Looking forward to the way more conventional wine imports may evolve, Beale believes the UK and Australia/New Zealand governments could do a free trade deal relatively quickly. “There’s common history, language, trading culture — at least until 40 years ago. The volume of trade would increase and there will be an acceleration of the trends that see New World wine becoming more prevalent on the UK market and Old World wine less ubiquitous, which has obviously been happening for a while anyway.”

But on a more cautious note, he asks: “What arrangement and rules of trade will we have with the EU? If they’re pretty close to now, I think that that move towards New World wine will probably still accelerate, but less quickly. Then there’s an EU/USA wine agreement, which we need to know if we keep hold of once we’ve left the EU. If you don’t keep hold of it, you have to reinvent the wheel or arguably, have a new wheel that goes further.” 

He says that these deals will all take a long time. “I don’t think you could do those sorts of free-trade deals anywhere near as quickly as you could with Australia and New Zealand, because wines and spirits are going to be probably less interesting in a UK/USA deal, for example, than many other industries.”

Miles Beale is under no illusions about the potential broader effects of Brexit.

“It’s no longer the case that the UK is absolutely uncontested as the centre of the wine world, but it definitely still remains one of the key ones — because of its trading history and having forever been next to the biggest wine-producing part of the world.

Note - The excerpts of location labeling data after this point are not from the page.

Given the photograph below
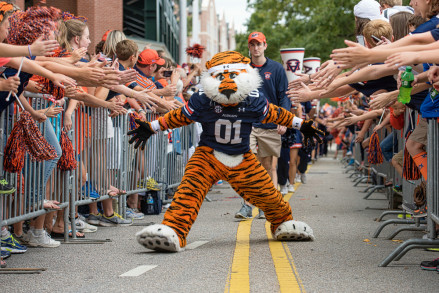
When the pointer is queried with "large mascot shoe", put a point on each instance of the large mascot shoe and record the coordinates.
(293, 231)
(159, 237)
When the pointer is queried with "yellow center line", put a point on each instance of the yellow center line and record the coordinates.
(239, 278)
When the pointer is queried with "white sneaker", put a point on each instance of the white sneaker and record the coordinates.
(84, 227)
(303, 178)
(133, 214)
(42, 240)
(291, 188)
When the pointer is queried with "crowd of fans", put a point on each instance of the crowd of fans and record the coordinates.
(46, 51)
(366, 76)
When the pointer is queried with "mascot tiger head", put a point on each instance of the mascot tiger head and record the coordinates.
(229, 78)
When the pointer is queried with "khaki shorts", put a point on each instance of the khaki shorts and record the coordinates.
(420, 133)
(265, 142)
(399, 157)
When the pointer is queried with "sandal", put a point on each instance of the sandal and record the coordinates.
(56, 235)
(116, 190)
(51, 205)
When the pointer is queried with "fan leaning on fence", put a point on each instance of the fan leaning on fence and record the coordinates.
(226, 107)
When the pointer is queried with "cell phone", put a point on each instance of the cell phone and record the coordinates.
(375, 38)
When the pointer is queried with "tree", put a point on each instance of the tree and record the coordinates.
(319, 26)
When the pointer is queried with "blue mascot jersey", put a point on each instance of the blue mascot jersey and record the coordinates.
(227, 129)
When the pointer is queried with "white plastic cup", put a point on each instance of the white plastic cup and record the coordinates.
(311, 65)
(292, 59)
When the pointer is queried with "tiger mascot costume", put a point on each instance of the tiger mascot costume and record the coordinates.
(226, 106)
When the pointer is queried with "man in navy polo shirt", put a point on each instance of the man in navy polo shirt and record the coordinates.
(265, 139)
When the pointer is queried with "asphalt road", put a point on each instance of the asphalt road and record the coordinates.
(343, 258)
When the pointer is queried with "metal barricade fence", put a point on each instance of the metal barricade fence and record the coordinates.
(104, 157)
(433, 175)
(28, 199)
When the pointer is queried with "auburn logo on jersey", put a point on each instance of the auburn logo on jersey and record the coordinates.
(293, 65)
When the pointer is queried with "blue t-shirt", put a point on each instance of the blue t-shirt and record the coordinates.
(424, 97)
(227, 129)
(24, 80)
(369, 87)
(274, 86)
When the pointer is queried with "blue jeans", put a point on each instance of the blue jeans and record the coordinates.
(51, 138)
(387, 146)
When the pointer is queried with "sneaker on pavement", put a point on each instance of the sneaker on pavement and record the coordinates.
(42, 239)
(5, 254)
(21, 239)
(397, 188)
(291, 188)
(261, 214)
(245, 212)
(12, 245)
(94, 219)
(303, 178)
(84, 227)
(151, 184)
(132, 214)
(5, 187)
(409, 207)
(430, 265)
(114, 221)
(420, 212)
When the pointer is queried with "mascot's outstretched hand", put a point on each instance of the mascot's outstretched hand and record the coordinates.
(310, 132)
(141, 134)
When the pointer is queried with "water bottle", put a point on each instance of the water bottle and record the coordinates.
(406, 85)
(150, 205)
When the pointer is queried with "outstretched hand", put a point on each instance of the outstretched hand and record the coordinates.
(141, 134)
(310, 132)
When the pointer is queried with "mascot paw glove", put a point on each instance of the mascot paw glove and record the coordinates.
(310, 132)
(141, 134)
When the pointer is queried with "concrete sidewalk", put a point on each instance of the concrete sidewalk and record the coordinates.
(345, 257)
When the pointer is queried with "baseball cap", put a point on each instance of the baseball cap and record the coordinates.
(368, 9)
(150, 56)
(258, 36)
(104, 37)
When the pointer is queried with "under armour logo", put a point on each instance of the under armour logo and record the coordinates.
(293, 65)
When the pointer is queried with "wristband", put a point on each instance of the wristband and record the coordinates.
(297, 122)
(155, 125)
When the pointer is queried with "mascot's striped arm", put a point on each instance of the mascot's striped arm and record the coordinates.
(174, 119)
(278, 115)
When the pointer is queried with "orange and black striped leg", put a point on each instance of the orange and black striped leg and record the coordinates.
(202, 171)
(252, 182)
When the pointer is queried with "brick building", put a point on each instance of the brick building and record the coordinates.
(214, 33)
(102, 15)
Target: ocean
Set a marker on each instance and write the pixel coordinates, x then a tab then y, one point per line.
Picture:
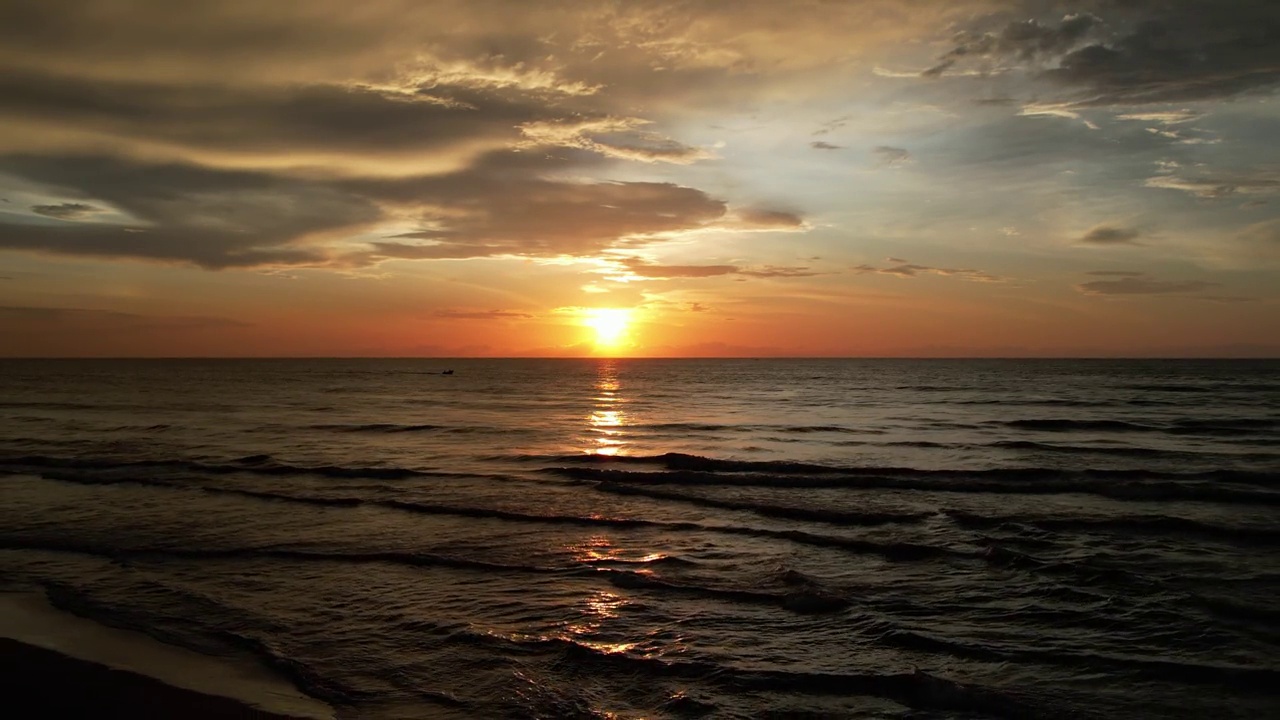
670	538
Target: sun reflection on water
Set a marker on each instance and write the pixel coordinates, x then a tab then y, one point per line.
606	423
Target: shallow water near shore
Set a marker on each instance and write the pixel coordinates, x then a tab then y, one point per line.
671	538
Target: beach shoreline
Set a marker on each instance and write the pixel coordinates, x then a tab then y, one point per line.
58	664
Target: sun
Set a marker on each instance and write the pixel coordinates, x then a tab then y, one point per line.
611	324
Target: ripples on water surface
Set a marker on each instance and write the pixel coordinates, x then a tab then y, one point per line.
650	538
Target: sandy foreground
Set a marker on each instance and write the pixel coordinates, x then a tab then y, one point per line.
56	665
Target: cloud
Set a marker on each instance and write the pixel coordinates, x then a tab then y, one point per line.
188	214
1022	40
483	315
645	269
65	210
1110	235
1162	117
612	137
218	218
888	156
780	272
766	220
904	269
56	320
1219	183
1139	283
1134	53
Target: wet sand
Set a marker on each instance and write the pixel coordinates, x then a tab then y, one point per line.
51	684
54	664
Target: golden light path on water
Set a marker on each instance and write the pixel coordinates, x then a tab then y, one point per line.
606	423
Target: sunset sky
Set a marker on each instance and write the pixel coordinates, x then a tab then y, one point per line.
671	178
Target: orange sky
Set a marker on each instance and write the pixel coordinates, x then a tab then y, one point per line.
650	178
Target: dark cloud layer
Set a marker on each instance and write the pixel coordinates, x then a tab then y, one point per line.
647	269
64	210
1136	51
1110	235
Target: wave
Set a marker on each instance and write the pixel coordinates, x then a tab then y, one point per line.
297	555
807	600
917	691
378	428
1054	424
790	513
896	551
1207	427
254	464
1157	524
1125	486
1151	668
739	472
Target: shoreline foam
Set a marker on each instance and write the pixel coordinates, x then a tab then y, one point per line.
72	666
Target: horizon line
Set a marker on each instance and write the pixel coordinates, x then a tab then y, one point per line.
639	358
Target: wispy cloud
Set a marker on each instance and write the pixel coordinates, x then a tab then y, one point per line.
1141	283
483	314
887	156
1110	235
903	269
65	210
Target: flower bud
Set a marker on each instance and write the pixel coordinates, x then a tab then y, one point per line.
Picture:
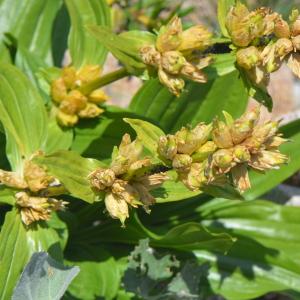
204	151
69	77
195	38
265	160
223	159
91	110
182	162
195	178
172	62
281	28
73	103
58	90
193	73
97	96
87	74
117	209
248	58
102	178
167	146
296	42
241	154
174	84
296	27
221	134
170	36
283	47
65	119
150	56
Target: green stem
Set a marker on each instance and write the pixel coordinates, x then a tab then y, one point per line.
103	80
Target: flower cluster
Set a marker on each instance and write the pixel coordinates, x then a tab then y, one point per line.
211	153
173	54
34	201
71	103
264	40
127	181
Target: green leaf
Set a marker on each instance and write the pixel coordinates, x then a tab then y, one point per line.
129	55
172	190
99	275
266	255
84	48
17	244
262	183
198	103
22	114
30	22
223	9
72	171
44	278
58	138
7	195
147	133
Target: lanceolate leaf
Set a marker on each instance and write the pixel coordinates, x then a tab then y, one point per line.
84	48
129	55
148	133
17	244
99	275
30	22
198	103
22	114
72	171
44	278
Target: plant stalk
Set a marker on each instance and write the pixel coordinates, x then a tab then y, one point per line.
103	80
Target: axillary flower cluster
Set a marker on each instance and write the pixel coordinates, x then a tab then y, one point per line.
127	181
71	103
223	151
33	192
264	40
173	54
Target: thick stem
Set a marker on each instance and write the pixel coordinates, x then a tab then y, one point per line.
103	80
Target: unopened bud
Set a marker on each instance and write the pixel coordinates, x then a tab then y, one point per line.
150	56
248	58
296	42
58	90
223	159
282	29
182	162
283	47
65	119
195	38
69	77
241	154
193	73
97	96
170	36
174	84
172	62
91	110
73	103
88	73
204	151
221	134
167	147
117	209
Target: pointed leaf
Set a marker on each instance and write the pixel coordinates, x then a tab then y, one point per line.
44	278
84	48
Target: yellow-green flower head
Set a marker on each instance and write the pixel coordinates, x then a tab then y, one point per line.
172	54
71	104
127	181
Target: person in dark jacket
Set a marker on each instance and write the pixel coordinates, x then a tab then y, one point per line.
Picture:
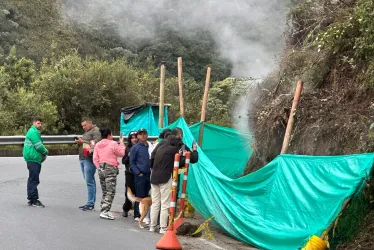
129	177
140	165
86	144
162	163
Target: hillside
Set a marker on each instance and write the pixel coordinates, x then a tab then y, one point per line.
53	51
329	47
34	25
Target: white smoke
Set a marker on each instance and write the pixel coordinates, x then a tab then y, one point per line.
248	33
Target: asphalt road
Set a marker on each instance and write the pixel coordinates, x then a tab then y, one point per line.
61	225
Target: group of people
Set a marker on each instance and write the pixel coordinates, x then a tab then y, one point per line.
148	167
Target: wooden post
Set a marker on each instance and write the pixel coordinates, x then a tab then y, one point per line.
203	108
162	96
291	120
180	84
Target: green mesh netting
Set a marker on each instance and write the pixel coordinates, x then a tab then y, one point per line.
279	206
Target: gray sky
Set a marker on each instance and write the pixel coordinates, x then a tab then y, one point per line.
248	32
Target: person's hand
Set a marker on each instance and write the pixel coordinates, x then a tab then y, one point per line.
79	141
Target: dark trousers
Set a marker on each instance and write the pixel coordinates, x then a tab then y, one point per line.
129	182
142	185
33	180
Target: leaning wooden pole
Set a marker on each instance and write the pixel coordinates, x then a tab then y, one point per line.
180	84
291	119
203	107
162	96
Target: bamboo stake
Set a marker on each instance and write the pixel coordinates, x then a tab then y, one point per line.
180	84
291	120
162	96
203	108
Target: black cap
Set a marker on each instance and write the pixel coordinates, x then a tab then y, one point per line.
142	130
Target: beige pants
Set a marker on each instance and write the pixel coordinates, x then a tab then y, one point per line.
160	199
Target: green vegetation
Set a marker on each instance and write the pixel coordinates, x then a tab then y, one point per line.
62	71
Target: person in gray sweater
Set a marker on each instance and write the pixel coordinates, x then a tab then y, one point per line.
86	144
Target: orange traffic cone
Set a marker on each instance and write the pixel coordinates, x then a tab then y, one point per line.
169	240
177	223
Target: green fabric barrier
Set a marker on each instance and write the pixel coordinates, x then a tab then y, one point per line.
281	205
227	148
147	118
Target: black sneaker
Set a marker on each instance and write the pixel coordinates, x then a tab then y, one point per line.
37	203
82	207
89	208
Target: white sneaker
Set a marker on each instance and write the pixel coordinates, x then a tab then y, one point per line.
106	215
147	221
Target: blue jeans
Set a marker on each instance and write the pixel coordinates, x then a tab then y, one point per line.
33	180
88	171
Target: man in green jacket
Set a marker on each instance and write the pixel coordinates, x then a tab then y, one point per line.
34	154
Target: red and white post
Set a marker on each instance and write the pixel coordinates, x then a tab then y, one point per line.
169	240
180	219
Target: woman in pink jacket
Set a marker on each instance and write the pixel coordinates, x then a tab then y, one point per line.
105	159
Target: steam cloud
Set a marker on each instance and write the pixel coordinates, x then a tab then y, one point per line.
248	32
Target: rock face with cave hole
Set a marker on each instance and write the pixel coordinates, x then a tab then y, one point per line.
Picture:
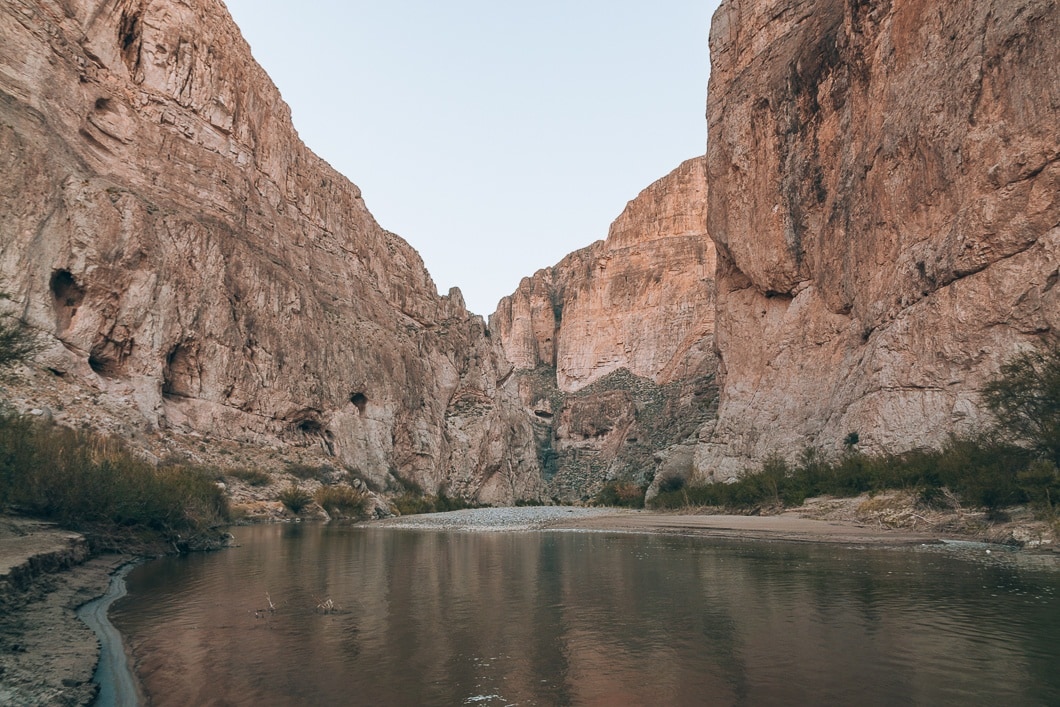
885	198
201	271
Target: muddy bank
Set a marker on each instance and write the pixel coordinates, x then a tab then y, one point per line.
48	655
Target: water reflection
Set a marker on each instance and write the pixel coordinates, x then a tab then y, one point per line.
433	618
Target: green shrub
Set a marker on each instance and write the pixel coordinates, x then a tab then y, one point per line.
295	498
1025	401
252	477
94	483
623	494
341	501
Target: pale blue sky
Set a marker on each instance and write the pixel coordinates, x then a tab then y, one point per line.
495	137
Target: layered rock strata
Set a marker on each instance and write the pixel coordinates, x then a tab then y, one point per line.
613	347
195	268
884	184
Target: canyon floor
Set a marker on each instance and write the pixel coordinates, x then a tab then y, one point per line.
48	655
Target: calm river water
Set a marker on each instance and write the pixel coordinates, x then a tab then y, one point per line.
565	618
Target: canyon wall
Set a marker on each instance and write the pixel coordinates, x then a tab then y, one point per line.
883	194
613	347
195	270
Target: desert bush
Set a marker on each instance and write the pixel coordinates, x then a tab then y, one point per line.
252	477
295	498
623	494
341	501
90	482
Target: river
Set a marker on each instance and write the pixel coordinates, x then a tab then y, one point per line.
346	615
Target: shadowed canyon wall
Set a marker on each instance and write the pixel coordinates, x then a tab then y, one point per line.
196	270
884	199
613	347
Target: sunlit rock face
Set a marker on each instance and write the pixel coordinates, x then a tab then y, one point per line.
884	199
613	347
193	263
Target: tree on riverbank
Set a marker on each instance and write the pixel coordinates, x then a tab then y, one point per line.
1025	400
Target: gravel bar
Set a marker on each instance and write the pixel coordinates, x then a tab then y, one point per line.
526	517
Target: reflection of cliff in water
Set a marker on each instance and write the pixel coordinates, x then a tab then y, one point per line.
584	618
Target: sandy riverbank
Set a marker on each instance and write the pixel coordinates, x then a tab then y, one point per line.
47	654
883	519
776	527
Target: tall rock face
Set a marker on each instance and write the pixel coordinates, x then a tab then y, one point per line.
197	269
613	347
885	198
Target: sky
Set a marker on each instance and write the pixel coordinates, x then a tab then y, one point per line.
495	137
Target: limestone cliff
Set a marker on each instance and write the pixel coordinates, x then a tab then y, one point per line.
197	270
613	347
884	184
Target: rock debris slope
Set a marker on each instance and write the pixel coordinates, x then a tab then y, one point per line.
196	269
883	195
613	347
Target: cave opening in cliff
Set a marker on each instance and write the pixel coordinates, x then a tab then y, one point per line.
128	34
359	401
67	296
181	372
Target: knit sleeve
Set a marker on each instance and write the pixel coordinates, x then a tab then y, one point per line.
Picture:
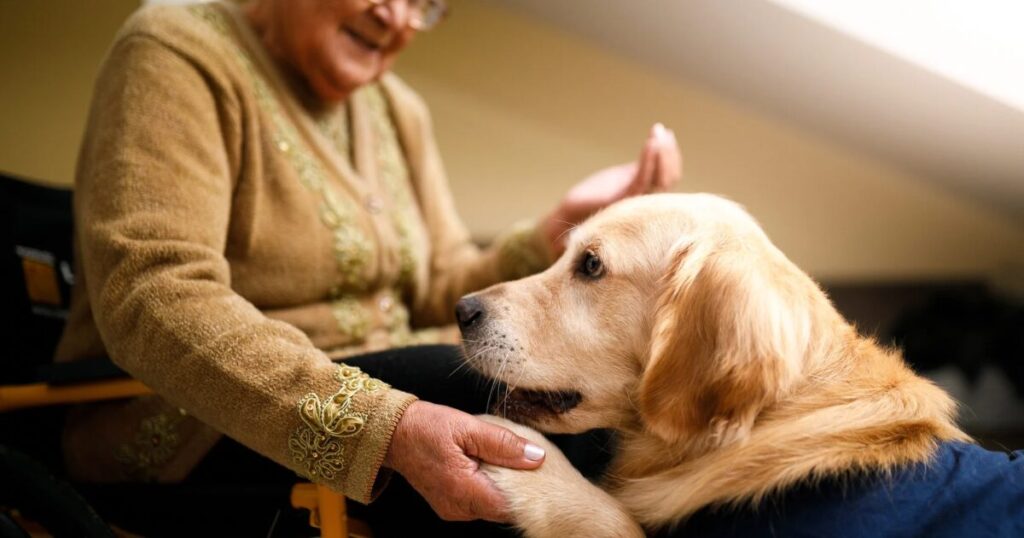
153	206
457	265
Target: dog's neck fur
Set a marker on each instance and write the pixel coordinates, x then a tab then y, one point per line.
859	410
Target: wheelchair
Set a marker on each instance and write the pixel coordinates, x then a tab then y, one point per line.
37	276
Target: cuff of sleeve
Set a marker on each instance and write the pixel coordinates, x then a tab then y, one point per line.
523	251
368	477
343	437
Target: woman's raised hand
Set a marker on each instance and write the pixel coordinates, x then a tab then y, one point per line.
658	167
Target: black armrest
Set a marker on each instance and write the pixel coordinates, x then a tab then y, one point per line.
78	372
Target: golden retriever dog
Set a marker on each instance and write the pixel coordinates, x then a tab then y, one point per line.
725	369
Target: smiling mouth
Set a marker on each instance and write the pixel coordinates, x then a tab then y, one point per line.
526	404
366	42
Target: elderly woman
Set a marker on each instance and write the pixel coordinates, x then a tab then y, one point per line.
257	195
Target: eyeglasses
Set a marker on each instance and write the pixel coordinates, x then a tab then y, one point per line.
423	14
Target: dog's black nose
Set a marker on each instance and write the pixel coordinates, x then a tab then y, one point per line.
469	314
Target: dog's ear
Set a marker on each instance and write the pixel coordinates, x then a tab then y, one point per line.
729	336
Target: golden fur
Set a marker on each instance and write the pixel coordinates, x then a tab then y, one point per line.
725	368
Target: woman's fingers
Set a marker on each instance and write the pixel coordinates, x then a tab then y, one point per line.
670	161
647	163
500	446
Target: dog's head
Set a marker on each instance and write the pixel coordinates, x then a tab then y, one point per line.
674	308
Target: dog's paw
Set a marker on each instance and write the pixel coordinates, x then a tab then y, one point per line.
555	500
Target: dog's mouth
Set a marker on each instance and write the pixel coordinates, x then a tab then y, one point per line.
528	404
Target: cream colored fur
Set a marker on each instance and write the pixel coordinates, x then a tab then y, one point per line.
725	368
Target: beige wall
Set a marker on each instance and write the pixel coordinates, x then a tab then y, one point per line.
49	53
522	111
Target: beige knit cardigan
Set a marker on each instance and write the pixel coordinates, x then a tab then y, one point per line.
233	236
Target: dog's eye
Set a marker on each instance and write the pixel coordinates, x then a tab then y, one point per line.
591	265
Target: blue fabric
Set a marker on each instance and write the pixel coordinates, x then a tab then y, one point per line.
966	491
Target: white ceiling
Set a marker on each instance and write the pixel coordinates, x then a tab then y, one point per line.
771	57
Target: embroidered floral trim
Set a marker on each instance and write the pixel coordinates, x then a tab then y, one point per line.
316	445
154	445
352	249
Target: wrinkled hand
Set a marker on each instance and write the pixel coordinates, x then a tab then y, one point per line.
438	450
658	167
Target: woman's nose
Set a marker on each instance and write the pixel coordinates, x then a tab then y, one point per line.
393	13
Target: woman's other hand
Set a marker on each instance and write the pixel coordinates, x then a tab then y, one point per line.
438	449
658	167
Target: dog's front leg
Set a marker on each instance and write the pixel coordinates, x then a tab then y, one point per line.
556	500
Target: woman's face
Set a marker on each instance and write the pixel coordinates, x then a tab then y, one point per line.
336	45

Those two things may well continue forever but there’s already been a change, certainly in terms of weight and balance internationally. I think that will continue and Brexit’s likely to exacerbate it.”

Summing up the size of the task facing his association and its members, Beale is disarmingly blunt: “You can have managed decline, you can have passive decline, and then you can have active efforts to make sure there isn’t decline.”